During all the steps of HIV-1 replication in the main target cells (activated CD4 T cells and macrophages) the virus takes advantages of the functions of cellular proteins to accomplish efficiently its infection or to hide its replication from the immune system response and restriction factors. The identification of the molecular mechanisms by which HIV-1 uses the host proteins is a perquisite for the design of new therapeutic strategies that are able to target specifically viral-cellular interfaces and inhibit the infection. In this seminar I will present a summary of my PhD and Post-doc research studies focused on the identification and characterization of cellular factors involved in HIV-1 early infection steps. I will present the role of KAP1, a TRIM family protein identified during my PhD studies in Cereseto’s laboratory (Scuola Normale Superiore Pisa, Italy). KAP1 inhibits HIV-1 infection by counteracting HIV-1 integrase and inducing its deacetylation through HDAC-1 (Allouch et al., Cell Host and Microbes, 2011).
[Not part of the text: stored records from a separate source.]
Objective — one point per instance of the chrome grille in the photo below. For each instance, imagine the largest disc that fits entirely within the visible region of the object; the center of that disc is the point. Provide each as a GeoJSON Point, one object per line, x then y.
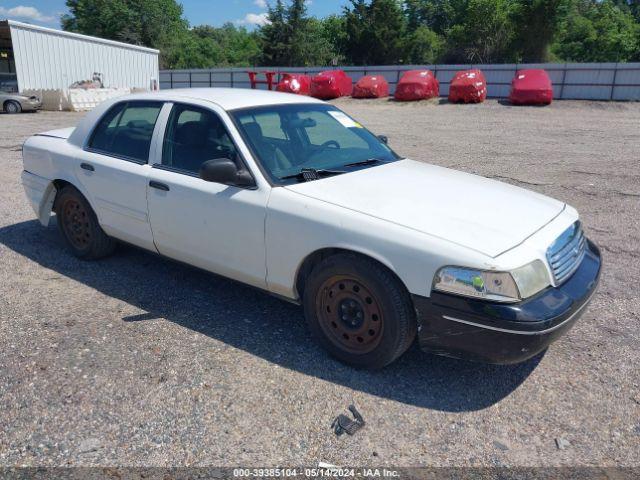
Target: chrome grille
{"type": "Point", "coordinates": [567, 252]}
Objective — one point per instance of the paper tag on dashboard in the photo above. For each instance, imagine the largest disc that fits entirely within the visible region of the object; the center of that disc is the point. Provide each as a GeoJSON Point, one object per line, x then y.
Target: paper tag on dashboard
{"type": "Point", "coordinates": [344, 120]}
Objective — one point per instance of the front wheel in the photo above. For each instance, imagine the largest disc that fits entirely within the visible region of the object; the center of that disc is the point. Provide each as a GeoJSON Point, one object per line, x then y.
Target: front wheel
{"type": "Point", "coordinates": [79, 226]}
{"type": "Point", "coordinates": [359, 311]}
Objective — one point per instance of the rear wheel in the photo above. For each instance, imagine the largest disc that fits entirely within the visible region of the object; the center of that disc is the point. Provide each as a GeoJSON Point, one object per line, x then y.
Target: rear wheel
{"type": "Point", "coordinates": [359, 311]}
{"type": "Point", "coordinates": [11, 106]}
{"type": "Point", "coordinates": [79, 226]}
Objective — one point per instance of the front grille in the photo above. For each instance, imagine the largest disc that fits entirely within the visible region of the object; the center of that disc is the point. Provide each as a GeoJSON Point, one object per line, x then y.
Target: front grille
{"type": "Point", "coordinates": [567, 252]}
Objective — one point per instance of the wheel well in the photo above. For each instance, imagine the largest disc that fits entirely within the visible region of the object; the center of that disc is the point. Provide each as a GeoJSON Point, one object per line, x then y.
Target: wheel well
{"type": "Point", "coordinates": [318, 256]}
{"type": "Point", "coordinates": [59, 184]}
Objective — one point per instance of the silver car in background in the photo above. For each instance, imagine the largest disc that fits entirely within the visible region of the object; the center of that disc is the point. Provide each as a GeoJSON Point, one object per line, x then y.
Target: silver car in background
{"type": "Point", "coordinates": [16, 103]}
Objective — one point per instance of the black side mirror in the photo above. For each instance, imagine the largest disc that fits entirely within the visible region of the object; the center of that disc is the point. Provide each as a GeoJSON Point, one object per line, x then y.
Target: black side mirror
{"type": "Point", "coordinates": [225, 171]}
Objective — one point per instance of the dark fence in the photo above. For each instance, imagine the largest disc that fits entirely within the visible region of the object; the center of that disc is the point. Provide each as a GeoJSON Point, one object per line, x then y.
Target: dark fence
{"type": "Point", "coordinates": [586, 81]}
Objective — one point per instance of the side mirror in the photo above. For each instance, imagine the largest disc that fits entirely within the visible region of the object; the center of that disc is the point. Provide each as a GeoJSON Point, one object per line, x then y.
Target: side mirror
{"type": "Point", "coordinates": [223, 170]}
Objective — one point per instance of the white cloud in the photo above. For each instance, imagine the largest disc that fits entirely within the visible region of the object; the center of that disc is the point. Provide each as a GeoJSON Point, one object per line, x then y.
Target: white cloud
{"type": "Point", "coordinates": [259, 19]}
{"type": "Point", "coordinates": [26, 13]}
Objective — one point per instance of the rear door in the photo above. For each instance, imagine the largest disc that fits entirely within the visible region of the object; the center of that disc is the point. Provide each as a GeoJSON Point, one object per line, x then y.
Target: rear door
{"type": "Point", "coordinates": [214, 226]}
{"type": "Point", "coordinates": [114, 170]}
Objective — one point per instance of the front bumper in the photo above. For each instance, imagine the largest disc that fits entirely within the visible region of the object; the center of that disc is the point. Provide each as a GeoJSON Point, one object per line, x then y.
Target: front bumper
{"type": "Point", "coordinates": [502, 333]}
{"type": "Point", "coordinates": [31, 106]}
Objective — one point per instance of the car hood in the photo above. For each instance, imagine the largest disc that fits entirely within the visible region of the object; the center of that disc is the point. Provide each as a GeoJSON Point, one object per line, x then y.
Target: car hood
{"type": "Point", "coordinates": [484, 215]}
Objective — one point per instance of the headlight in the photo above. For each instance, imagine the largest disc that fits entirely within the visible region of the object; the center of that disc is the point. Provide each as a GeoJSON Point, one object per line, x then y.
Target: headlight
{"type": "Point", "coordinates": [531, 278]}
{"type": "Point", "coordinates": [511, 286]}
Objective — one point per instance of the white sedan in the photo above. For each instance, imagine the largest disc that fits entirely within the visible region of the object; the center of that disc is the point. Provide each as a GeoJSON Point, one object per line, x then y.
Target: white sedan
{"type": "Point", "coordinates": [293, 196]}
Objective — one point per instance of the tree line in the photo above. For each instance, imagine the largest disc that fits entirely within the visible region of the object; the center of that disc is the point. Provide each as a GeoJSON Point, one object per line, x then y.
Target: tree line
{"type": "Point", "coordinates": [376, 32]}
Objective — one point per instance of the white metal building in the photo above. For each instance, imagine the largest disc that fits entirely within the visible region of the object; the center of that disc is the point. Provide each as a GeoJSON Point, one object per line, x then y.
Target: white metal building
{"type": "Point", "coordinates": [42, 59]}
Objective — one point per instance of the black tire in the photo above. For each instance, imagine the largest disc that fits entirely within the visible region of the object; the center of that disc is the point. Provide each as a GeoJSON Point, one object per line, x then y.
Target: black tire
{"type": "Point", "coordinates": [79, 226]}
{"type": "Point", "coordinates": [387, 326]}
{"type": "Point", "coordinates": [11, 106]}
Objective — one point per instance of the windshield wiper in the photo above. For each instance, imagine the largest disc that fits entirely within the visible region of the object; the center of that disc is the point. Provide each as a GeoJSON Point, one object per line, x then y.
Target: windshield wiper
{"type": "Point", "coordinates": [370, 161]}
{"type": "Point", "coordinates": [310, 174]}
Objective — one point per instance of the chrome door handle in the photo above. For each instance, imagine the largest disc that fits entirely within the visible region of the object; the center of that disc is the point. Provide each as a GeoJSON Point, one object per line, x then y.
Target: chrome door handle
{"type": "Point", "coordinates": [159, 186]}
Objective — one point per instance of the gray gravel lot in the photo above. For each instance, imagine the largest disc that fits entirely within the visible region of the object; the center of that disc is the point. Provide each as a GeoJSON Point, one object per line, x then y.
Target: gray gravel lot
{"type": "Point", "coordinates": [137, 360]}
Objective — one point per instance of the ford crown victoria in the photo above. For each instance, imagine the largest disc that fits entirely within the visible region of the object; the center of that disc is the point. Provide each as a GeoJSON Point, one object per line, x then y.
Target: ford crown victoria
{"type": "Point", "coordinates": [293, 196]}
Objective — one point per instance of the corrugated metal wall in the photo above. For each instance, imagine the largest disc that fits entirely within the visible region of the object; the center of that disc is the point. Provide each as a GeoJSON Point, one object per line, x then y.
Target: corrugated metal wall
{"type": "Point", "coordinates": [585, 81]}
{"type": "Point", "coordinates": [51, 59]}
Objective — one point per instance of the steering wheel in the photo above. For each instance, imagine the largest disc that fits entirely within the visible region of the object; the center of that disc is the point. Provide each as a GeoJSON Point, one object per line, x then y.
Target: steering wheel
{"type": "Point", "coordinates": [328, 144]}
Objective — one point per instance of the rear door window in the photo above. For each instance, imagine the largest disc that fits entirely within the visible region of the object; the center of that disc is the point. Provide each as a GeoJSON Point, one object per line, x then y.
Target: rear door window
{"type": "Point", "coordinates": [195, 135]}
{"type": "Point", "coordinates": [126, 131]}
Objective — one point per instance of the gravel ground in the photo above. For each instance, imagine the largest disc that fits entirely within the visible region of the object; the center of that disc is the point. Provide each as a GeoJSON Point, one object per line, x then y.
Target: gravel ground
{"type": "Point", "coordinates": [139, 361]}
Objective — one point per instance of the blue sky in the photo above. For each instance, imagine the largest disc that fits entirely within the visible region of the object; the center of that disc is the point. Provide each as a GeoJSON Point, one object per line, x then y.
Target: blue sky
{"type": "Point", "coordinates": [214, 12]}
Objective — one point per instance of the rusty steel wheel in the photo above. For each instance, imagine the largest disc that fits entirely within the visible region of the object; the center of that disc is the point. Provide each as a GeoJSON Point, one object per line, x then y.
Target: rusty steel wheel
{"type": "Point", "coordinates": [75, 222]}
{"type": "Point", "coordinates": [358, 310]}
{"type": "Point", "coordinates": [349, 314]}
{"type": "Point", "coordinates": [79, 226]}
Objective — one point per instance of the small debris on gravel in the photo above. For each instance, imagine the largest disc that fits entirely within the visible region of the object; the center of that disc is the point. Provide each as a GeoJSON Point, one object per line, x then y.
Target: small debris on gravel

I will also present the molecular mechanisms contributing to the inhibition of HIV-1 reverse transcription in macrophages by p21 cellular factor (Allouch et al., PNAS, 2013), determined during my first Post-doc studies in Pancino’s Laboratory (Institut Pasteur, France). Finally, I will present the recent findings of my second Post-doc studies in Perfettini’s laboratory (INSERM U1030, Institut Gustave Roussy, France) focused on the characterization of the role of SUGT1 in HIV-1 cytoplasmic trafficking (Allouch et al., Cell Death and Differentiation, 2020) and NLRP3 in viral entry (Allouch*, Paoletti* et al, Cell Reports, 2019). At the end a brief summary, on my actual research work in immuno-oncology field mainly on tumor-associated macrophages (TAMs) will be presented.